Phrase bifrons: le caractère sinistre de la maison naît de la littérature; et la littérature est subjective:

Son [La maison de Langon] caractère sinistre est hautement subjectif — ou littéraire, si l'on préfère.
Ibid., p.60

Un amour "curieusement" physique :

Si elle déménage, c'est qu'elle a le goût du changement, ou qu'elle fuit partout des souvenirs, dont ceux d'un amour conjugal qui fut vif, et curieusement physique jusqu'en son expression écrite («On ne peut imaginer ce qu'il lui écrivait!» s'écrie en 1924 un de ses fils stupéfait, qui l'avait trouvée brûlant de vieilles lettres, et en a intercepté une.)
Ibid., p.62 [1]

Notre société postlittéraire et l'idéologie:

Je ne suis pas éloigné de penser pour ma part qu'à cette position complexe — bourgeois, mais animé d'une sourde vindicte, voire d'une franche détestation, contre plus bourgeois que lui — Mauriac doit beaucoup de sa survie littéraire et de sa survie idéologique, la première, hélas, en société postlittéraire dépendant étroitement de la seconde.
Ibid., p.64

J'aime dans ce chapitre la description du décor, de l'ameublement, comme alluvion. C'est ainsi, je crois, que doivent se meubler les demeures, chaque objet, laid, disparate, portant son histoire ne parlant qu'à ceux qui la connaissent. Une telle indulgence tendre pour les choses en dépit de leur "style" est trop rare chez Camus pour que je ne la relève pas. J'y retrouve un peu de la tante Léonie et de ses assiettes, ses potiches, ses canapés:

Ailleurs règne tranquillement le goût bourgeois ancien le plus typique, qui n'est pas du tout le mauvais goût mais qui, à ce dernier, fait gentiment sa place, au gré des alluvions d'autres maisons fermées, de générations révolues, de branches latérales éteintes.
Ibid., p.71

Et citons pour le plaisir:

Plus austère, l'effigie du maître à soixante-dix ans, par Marc Avoy:
«Poser ne vous fatigue pas?
— Il y a soixante-dix ans que je pose...»
Ibid., p.72

Montesquieu

- Stendhal, Voyage dans le midi de la France
- Montesquieu, De l'esprit des lois
- Rousseau, La Nouvelle Héloïse
- Tocqueville, De la démocratie en Amérique
- Tocqueville, L'Ancien Régime et la Révolution
- Montesquieu, Dialogue de Sylla et d'Eucrate («où Gide, qui savait de quoi il parlait, voyait le plus beau monument de la langue française», p.91)

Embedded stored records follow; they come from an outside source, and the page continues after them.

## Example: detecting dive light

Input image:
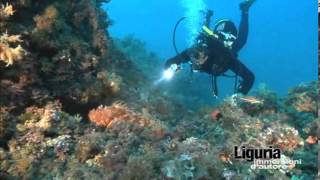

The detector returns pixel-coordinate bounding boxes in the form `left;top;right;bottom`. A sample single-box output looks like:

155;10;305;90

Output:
163;64;178;80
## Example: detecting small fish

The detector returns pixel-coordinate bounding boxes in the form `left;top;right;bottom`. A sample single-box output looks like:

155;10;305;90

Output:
306;136;318;144
239;97;263;104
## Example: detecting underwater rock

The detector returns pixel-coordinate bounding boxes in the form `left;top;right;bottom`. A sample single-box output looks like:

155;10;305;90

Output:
75;132;106;162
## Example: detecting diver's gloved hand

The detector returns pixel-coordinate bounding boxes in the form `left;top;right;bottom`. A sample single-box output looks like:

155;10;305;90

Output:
240;0;256;13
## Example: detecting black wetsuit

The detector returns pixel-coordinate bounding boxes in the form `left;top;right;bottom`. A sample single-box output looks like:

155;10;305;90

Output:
165;12;254;94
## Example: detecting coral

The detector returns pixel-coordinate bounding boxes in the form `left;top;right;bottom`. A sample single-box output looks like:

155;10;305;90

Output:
0;3;15;21
285;83;318;114
89;103;152;128
0;33;26;66
75;132;106;162
34;6;59;32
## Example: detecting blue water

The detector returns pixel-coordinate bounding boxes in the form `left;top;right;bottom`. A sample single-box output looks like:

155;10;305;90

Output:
105;0;318;95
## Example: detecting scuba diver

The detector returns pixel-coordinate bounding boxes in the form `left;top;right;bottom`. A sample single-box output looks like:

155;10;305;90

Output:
164;0;255;96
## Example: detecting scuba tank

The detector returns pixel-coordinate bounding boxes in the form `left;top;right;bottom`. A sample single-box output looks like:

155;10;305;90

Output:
172;10;238;97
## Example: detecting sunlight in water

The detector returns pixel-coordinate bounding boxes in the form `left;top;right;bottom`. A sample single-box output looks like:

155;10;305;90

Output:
180;0;207;46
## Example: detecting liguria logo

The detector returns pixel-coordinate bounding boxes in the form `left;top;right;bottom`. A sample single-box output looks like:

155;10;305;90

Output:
234;146;281;162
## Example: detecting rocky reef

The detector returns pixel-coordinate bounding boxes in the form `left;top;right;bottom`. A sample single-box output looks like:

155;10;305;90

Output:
0;0;319;180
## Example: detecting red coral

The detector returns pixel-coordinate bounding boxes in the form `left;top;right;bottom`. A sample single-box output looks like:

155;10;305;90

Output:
89;103;152;128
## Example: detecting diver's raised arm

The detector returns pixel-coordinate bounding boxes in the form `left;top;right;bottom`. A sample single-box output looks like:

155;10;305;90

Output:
233;0;255;52
164;49;190;69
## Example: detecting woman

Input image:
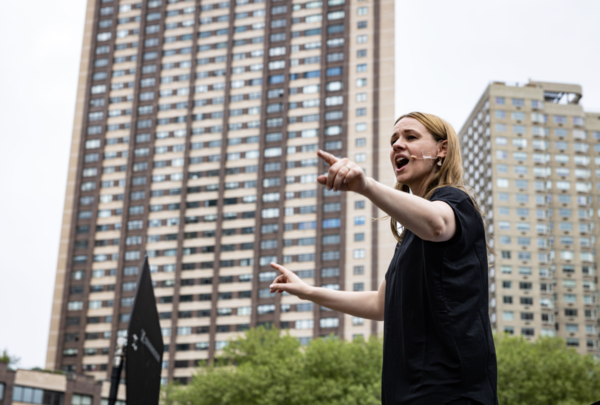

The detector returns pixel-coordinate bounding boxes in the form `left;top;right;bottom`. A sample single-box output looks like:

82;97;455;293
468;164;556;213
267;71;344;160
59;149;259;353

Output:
271;112;498;405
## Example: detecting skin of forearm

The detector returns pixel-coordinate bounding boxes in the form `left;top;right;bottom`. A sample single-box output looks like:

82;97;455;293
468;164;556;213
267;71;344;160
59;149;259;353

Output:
362;177;445;241
303;287;383;321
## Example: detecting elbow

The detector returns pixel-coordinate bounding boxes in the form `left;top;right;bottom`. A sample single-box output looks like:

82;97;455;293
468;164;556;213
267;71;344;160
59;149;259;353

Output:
424;218;446;242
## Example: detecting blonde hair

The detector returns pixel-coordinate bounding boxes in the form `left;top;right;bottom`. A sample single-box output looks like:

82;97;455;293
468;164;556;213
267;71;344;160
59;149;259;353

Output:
390;112;493;253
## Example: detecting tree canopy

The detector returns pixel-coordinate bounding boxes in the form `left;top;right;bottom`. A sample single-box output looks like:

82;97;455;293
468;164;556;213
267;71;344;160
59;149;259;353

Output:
163;328;600;405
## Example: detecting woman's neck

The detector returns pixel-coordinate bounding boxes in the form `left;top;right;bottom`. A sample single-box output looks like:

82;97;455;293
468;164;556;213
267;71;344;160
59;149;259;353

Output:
407;172;436;198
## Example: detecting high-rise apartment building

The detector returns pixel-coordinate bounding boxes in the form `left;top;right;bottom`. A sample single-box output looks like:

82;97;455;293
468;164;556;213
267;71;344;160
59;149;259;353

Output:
460;81;600;357
46;0;395;381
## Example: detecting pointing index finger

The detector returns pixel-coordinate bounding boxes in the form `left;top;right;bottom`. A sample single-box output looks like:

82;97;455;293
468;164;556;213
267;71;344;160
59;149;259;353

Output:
271;262;288;274
317;149;339;166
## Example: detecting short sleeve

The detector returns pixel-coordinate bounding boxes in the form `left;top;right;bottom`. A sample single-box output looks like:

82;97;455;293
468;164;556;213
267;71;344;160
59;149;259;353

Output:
431;187;483;246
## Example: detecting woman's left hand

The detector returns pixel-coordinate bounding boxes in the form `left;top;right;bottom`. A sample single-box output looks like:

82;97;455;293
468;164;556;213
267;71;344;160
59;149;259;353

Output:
317;149;369;194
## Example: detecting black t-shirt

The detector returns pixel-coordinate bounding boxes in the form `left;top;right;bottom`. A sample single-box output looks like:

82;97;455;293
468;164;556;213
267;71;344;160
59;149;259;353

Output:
382;187;498;405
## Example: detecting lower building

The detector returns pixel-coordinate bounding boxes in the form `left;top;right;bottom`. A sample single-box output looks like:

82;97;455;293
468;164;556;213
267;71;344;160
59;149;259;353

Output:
0;362;120;405
460;81;600;357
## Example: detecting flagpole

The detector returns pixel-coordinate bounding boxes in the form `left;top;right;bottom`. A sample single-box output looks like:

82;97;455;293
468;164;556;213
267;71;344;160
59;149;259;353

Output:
108;337;127;405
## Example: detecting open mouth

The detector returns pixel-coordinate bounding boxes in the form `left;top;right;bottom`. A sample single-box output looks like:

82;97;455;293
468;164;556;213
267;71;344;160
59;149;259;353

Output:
396;156;410;172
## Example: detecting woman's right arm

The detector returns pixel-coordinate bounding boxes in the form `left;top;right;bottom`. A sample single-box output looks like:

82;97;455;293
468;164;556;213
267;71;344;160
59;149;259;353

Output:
270;263;385;321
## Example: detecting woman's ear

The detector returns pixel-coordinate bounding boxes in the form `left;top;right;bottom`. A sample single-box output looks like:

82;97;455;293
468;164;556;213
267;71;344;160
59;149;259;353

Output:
438;139;448;159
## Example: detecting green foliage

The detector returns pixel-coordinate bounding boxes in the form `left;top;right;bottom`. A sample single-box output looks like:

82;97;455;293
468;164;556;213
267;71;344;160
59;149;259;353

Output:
496;336;600;405
163;328;382;405
162;328;600;405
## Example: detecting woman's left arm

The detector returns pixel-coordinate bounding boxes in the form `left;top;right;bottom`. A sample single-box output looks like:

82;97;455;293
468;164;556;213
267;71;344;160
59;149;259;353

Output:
317;150;456;242
361;177;456;242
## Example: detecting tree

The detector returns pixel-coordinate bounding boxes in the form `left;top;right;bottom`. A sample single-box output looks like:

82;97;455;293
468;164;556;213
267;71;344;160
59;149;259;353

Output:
496;336;600;405
163;328;382;405
163;328;600;405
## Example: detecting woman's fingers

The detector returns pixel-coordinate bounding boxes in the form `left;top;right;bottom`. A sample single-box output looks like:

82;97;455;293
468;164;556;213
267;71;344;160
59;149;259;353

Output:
332;166;350;191
317;149;338;166
271;262;290;275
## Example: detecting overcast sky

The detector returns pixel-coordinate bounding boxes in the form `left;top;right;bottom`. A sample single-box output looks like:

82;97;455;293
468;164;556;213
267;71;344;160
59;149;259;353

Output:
0;0;600;368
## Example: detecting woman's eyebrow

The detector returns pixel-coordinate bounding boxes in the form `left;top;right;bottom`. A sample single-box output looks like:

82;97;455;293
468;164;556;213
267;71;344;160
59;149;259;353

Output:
402;128;421;136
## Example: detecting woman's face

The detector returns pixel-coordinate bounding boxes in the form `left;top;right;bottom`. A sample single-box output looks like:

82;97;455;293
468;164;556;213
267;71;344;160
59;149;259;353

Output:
390;117;447;192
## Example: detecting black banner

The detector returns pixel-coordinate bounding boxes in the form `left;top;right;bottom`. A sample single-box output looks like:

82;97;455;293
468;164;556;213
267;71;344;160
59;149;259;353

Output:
125;257;165;405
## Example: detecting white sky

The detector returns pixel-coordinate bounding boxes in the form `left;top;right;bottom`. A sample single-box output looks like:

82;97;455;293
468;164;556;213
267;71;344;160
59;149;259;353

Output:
0;0;600;368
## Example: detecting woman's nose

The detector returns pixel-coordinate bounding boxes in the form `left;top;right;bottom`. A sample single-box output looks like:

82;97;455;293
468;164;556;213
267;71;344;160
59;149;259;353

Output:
392;139;406;150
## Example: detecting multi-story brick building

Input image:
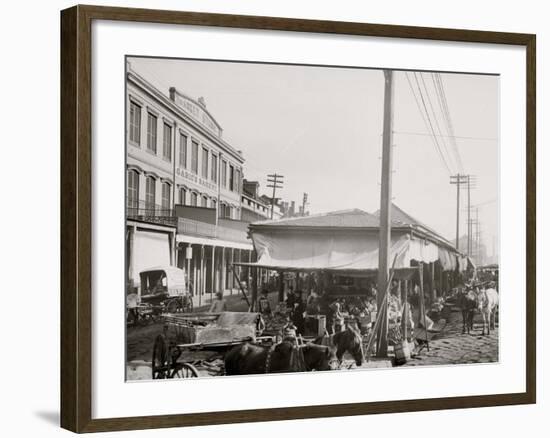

Tandis que je lisais parallèlement Pranchère sur Maistre (lecture sérieuse) et les Demeures (lecture de vacances et guide touristique), j'ai eu la surprise de rencontrer un écho de l'un à l'autre. Renaud Camus souligne de quelques phrases les ambiguïtés de Montesquieu:

Comme un Tocqueville, qui lui ressemble par plus d'un côté, Montesquieu est partagé entre ce qu'il constate objectivement, juge irréversible et s'emploie à agencer aussi harmonieusement que possible, et un fort atavisme aristocratique, qu'il ne laisse jamais prendre la haute main sur sa réflexion mais qui oriente plus d'un de ses jugements, ou, à tout le moins, de ses tropismes.
Ibid., p.86

Anecdote du fils de Montesquieu exigeant qu'on lui rende l'hommage féodal, citation de Montesquieu expliquant l'ordalie:

«Quant à la preuve par le feu, après que l'accusé avait mis la main sur un fer chaud, ou dans l'eau bouillante, on enveloppait la main dans un sac que l'on cachetait : si, trois jours après, il ne paraissait plus de marque de brûlure, on était déclaré innocent. Qui ne voit que, chez un peuple exercé à manier des armes, la peau rude et calleuse me devait pas recevoir assez l'impression du fer chaud ou de l'eau bouillante, pour qu'il y parût trois jours après? Et, s'il y paraissait, c'était une marque que celui qui faisait l'épreuve était un efféminé.»
Montesquieu cité par Renaud Camus p.88 des Demeures [2]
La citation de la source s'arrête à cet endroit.